There are different operations to
treat the different kinds of aneurysms. Here we
will talk about the surgery to treat aortic
aneurysms, those that occur in the body's main
artery.
Surgery to repair an aortic
aneurysm depends on the size and location of the
aneurysm and your overall health. Aortic
aneurysms in the upper chest (the ascending
aorta) are usually operated on right away.
Aneurysms in the lower chest and the area below
your stomach (the descending thoracic and
abdominal parts of the aorta) may not be as life
threatening. Aneurysms in these locations are
watched for varying periods, depending on their
size. If they become about 5 centimeters (almost
2 inches) in diameter, continue to grow, or
begin to cause symptoms, you may need to have
surgery to stop the aneurysm from bursting.
What does
the surgery involve?
Surgery involves replacing the
weakened section of the vessel with an
artificial tube, called a graft. This means that
surgeons will have to open either the stomach
area (for abdominal aneurysms) or the chest (for
thoracic aneurysms).
What to
expect
The operation will usually be
scheduled at a time that is best for you and
your surgeon, except in urgent cases. As the
date of your surgery gets closer, be sure to
tell your surgeon and cardiologist about any
changes in your health.
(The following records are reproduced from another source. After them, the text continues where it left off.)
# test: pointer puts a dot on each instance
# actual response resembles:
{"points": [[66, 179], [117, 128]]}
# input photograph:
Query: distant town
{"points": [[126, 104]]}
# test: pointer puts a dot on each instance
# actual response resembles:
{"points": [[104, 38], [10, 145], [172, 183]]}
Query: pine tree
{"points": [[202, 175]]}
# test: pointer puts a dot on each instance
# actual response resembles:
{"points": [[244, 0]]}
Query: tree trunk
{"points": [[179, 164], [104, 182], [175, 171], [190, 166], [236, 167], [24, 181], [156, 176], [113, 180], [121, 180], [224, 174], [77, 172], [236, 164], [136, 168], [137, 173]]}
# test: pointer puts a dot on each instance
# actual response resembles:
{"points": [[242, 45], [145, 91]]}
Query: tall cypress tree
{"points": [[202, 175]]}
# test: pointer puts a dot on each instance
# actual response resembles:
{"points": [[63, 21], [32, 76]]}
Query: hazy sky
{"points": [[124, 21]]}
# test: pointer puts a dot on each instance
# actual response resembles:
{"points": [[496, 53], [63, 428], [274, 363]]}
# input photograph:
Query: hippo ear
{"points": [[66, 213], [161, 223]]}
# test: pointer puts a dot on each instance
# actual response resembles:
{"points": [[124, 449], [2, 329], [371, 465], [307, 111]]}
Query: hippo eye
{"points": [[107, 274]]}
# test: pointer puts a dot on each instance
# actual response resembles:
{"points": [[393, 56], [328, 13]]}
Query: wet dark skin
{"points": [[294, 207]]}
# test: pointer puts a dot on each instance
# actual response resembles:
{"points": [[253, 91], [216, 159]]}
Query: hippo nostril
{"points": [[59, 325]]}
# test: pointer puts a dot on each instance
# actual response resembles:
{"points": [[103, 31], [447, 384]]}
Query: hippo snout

If you have a cold or
the flu, this can lead to infections that may
affect your recovery. Be aware of fever, chills,
coughing, or a runny nose. Tell the doctor if
you have any of these symptoms.
Also, remind your cardiologist
and surgeon about all of the medicines you are
taking, especially any over-the-counter
medicines such as aspirin or those that might
contain aspirin. You should make a list of the
medicines and bring it with you to the hospital.
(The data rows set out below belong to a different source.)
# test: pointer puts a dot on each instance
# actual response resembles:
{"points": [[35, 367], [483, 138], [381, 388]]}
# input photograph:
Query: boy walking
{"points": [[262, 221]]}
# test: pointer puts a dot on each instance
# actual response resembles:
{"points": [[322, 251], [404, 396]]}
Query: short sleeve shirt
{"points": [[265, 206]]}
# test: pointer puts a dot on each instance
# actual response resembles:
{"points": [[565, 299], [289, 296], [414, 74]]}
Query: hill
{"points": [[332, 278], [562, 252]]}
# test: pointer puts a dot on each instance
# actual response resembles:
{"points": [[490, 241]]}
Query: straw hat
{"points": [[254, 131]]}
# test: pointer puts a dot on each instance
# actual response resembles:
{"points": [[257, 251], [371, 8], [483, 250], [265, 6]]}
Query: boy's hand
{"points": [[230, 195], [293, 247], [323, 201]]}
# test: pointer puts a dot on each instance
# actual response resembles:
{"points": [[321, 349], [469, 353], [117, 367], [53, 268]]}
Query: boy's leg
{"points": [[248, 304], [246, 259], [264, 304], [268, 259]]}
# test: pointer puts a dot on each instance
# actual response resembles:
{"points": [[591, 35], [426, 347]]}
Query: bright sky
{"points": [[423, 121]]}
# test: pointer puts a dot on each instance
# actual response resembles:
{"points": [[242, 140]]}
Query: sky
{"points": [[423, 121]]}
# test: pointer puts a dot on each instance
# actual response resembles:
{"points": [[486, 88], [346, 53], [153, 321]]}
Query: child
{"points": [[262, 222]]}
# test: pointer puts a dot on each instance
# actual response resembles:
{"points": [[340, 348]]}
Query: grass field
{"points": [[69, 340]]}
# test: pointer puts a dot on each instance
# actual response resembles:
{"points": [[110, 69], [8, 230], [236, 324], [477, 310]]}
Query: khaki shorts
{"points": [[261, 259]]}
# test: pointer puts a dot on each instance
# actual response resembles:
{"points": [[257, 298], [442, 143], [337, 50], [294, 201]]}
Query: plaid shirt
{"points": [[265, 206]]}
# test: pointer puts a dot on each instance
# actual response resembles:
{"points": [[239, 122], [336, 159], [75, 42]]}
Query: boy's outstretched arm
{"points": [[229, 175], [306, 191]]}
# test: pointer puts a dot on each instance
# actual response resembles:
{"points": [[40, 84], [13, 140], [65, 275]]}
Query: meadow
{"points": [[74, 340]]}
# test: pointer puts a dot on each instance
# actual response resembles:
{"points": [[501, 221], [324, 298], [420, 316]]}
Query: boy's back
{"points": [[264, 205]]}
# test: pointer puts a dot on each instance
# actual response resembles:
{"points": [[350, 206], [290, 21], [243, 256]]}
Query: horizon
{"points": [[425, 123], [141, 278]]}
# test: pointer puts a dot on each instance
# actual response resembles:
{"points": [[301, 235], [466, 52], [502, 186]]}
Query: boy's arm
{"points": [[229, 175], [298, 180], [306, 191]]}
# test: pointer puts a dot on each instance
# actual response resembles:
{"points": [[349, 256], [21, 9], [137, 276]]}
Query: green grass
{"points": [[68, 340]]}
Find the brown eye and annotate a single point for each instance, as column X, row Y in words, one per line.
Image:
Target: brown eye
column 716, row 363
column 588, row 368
It is always best to get complete
instructions from your cardiologist and surgeon
about the procedure, but here are some basics
you can expect if you are having aneurysm
surgery.
Before
the hospital stay
Most patients are admitted to the
hospital the day before surgery or, in some
cases, on the morning of surgery.
The night before surgery, you
will be asked to bathe to reduce the amount of
germs on your skin. After you are admitted to
the hospital, the area to be operated on will be
washed, scrubbed with antiseptic, and, if
needed, shaved.
A medicine (anesthetic) will make
you sleep during the operation. This is called
"anesthesia." Because anesthesia is safest on an
empty stomach, you will be asked not to eat or
drink after midnight the night before surgery.
If you do eat or drink anything after midnight,
it is important that you tell your
anesthesiologist and surgeon.
If you smoke, you should stop at
least 2 weeks before your surgery. Smoking
before surgery can lead to problems with blood
clotting and breathing.
Day of
Surgery
Before surgery, you may have an
electrocardiogram (ECG or EKG), blood tests,
urine tests, and a chest x-ray to give your
surgeon the latest information about your
health. You will be given something to help you
relax (a mild tranquilizer) before you are taken
into the operating room.
Small metal disks called
electrodes will be attached to your chest. These
electrodes are connected to an electrocardiogram
machine, which will monitor your heart's rhythm
and electrical activity. You will receive a
local anesthetic to numb the area where a
plastic tube (called a line) will be inserted in
an artery in your wrist. An intravenous (IV)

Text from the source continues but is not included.